In one scene, a U.S. general with strong religious beliefs, played by British actor Nigel Barrat, declares it is his mission to free Iraqis and bring them democracy. His frustration at what he sees as Iraqis’ lack of gratitude increases with every bombing and ambush against his troops. He questions an Iraqi and is told the Americans are hated.
“You need to hate us because this is the veil you use to hide your problems. Without this hatred you are alone in your cave,” the general responds.
Barrat said he sympathized with the general, understood his sense of duty – and felt his dilemma showed “life is never black and white.”
The show is sponsored by the Kuwaiti Committee for Fraternity with the Iraqi People, a private reconciliation group funded by Kuwaiti writers, royal family members and businessmen.

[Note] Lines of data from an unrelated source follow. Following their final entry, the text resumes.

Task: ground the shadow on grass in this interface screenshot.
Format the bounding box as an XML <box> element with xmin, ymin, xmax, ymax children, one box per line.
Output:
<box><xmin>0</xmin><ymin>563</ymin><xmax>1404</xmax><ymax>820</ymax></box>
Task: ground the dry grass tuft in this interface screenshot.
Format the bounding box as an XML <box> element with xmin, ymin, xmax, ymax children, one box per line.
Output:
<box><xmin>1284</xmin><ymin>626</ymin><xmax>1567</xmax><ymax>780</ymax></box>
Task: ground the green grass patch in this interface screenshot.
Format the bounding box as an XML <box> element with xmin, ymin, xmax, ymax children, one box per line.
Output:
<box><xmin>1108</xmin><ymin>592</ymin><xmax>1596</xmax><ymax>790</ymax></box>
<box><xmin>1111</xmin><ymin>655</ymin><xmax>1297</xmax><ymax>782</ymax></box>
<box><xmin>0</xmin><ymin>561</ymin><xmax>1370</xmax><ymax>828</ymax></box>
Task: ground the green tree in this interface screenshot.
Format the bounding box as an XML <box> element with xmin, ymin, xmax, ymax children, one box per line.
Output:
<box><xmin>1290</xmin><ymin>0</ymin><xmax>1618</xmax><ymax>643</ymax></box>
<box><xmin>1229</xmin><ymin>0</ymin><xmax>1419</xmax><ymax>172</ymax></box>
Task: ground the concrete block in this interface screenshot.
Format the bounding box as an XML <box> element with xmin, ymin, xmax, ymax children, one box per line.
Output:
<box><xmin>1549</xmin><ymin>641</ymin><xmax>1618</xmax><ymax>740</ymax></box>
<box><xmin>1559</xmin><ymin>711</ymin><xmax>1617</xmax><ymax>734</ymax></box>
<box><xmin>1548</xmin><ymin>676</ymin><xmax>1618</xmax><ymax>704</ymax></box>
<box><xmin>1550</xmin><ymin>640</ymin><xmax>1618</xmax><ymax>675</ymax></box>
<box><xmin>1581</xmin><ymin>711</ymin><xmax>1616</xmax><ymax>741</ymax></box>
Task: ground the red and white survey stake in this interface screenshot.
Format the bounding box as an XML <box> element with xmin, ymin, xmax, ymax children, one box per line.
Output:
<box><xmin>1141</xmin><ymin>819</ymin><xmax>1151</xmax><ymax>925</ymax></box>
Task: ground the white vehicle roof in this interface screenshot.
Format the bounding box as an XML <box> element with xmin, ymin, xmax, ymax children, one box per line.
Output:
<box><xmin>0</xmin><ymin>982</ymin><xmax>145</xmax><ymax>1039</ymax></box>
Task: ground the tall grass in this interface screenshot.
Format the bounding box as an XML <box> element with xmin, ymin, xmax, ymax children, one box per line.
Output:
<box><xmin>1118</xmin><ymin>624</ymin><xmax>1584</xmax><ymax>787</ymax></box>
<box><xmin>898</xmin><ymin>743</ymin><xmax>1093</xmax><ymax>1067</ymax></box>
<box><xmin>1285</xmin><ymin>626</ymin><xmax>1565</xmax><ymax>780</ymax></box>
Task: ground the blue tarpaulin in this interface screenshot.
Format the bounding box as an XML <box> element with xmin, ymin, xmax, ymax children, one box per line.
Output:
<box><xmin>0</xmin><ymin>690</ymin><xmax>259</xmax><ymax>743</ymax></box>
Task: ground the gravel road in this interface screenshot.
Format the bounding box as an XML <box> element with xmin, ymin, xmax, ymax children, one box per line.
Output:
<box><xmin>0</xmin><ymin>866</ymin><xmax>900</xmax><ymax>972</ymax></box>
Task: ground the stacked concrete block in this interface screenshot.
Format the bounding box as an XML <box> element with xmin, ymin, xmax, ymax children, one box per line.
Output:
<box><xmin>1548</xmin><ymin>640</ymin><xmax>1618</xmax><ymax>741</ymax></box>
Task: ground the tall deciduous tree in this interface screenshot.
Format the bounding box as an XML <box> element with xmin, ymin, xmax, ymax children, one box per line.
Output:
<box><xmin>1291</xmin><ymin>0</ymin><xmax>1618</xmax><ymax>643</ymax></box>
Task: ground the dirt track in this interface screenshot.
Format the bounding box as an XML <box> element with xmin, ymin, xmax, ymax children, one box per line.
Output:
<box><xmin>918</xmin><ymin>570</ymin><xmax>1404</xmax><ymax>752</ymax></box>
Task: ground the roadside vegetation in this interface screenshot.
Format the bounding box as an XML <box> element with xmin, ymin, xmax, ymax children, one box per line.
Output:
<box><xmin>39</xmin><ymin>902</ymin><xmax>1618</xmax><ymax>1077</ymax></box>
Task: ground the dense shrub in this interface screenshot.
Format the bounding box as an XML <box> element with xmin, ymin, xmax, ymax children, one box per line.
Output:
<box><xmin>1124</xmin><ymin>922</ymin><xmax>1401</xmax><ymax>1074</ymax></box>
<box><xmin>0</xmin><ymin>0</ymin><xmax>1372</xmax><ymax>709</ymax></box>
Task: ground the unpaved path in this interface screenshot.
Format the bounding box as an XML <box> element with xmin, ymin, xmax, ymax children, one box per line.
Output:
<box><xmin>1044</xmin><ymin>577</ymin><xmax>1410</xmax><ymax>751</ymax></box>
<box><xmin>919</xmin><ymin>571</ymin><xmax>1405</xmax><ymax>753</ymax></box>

The play debuted in late June in Kuwait, where Sulayman al-Hizami, a critic for the Kuwaiti newspaper Al Qabbas, welcomed it as “a milestone.” But director al-Bassam said some Kuwaitis had reservations about Iraqi actors performing on a Kuwaiti stage.

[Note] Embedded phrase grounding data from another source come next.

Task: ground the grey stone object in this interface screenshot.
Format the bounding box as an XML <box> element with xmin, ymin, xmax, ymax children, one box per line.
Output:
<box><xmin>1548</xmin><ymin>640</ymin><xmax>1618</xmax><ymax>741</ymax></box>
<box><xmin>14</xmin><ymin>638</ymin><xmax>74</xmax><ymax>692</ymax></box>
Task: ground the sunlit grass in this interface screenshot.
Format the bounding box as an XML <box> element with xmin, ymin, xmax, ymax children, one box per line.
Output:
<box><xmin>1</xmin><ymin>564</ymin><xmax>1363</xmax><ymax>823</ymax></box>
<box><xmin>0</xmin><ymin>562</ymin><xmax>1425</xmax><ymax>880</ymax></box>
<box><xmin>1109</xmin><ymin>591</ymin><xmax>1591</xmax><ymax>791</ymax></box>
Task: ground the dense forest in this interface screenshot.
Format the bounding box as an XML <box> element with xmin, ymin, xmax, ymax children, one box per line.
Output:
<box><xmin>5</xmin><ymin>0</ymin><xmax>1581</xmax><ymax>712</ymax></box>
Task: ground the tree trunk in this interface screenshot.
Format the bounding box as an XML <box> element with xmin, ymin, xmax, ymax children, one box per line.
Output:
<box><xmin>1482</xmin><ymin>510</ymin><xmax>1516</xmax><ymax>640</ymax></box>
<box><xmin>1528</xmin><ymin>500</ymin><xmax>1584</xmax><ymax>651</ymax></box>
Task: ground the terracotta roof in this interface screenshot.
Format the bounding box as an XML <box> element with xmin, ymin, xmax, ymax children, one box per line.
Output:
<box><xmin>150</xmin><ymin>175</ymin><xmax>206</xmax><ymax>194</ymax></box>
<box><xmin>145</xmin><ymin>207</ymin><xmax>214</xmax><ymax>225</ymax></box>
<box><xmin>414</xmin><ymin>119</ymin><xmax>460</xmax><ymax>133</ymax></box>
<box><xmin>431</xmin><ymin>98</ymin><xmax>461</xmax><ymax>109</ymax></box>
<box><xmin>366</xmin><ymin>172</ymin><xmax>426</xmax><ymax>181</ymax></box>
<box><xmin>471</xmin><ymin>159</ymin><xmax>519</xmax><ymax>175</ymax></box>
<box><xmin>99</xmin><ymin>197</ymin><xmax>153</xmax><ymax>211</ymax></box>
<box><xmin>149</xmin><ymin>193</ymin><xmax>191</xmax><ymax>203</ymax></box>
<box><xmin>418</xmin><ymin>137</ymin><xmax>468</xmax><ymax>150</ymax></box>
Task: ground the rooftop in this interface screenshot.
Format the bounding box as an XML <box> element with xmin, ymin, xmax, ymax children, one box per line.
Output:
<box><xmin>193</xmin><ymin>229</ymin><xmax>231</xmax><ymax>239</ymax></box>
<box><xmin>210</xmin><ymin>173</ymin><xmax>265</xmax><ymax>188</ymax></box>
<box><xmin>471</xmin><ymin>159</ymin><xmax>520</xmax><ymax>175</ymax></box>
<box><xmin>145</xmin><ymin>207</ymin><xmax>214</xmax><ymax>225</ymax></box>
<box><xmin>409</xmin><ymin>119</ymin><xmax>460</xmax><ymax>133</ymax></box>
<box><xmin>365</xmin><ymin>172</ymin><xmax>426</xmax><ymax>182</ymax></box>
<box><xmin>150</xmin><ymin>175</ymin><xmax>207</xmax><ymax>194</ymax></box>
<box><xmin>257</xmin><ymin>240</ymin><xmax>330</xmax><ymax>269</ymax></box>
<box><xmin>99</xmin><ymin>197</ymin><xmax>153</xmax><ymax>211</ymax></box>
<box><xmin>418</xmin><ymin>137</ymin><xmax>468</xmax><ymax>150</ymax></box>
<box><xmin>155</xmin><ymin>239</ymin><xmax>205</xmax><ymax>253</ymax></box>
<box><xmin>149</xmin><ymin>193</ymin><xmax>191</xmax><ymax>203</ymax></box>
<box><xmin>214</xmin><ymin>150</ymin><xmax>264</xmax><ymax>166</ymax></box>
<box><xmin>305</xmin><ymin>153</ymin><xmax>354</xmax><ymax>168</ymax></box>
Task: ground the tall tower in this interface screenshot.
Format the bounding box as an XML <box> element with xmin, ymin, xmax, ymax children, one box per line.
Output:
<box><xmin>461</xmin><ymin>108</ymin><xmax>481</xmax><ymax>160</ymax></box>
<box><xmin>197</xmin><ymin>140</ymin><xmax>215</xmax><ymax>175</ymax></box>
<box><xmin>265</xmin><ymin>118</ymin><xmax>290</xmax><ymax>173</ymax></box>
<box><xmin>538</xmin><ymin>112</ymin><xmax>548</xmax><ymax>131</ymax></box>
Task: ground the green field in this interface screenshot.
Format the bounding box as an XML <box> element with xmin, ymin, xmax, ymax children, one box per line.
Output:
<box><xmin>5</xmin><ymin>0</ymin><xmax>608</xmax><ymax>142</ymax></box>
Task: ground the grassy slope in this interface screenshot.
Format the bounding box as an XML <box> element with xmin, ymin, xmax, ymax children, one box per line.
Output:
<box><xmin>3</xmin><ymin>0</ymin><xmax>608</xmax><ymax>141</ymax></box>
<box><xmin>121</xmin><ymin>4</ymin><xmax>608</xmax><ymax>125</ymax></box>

During commemorations in Kuwait on the Aug. 2 anniversary of Saddam’s 1990 invasion, commentators and ordinary Kuwaitis spoke of wounds that had not healed and bloody memories that had not faded.
Criticism was heaped on a Kuwait football club when it recently tried to hire an Iraqi player. Kuwaitis also have also refused to lift a ban on Iraqi singers.
A U.S.-led coalition ousted Saddam’s forces from Kuwait in 1991. This year, Kuwait allowed U.S. troops to use its territory to topple Saddam, has welcomed the interim Iraqi authority set up by the coalition and has opened the border with its neighbor for the first time since the Gulf War.
Director al-Bassam said he hoped his “Melting the Ice” could be “a bridge that both people can cross” to return to “their beautiful old days.” Many Iraqi and Kuwaiti families, including his own, have roots and properties in both countries, al-Bassam said.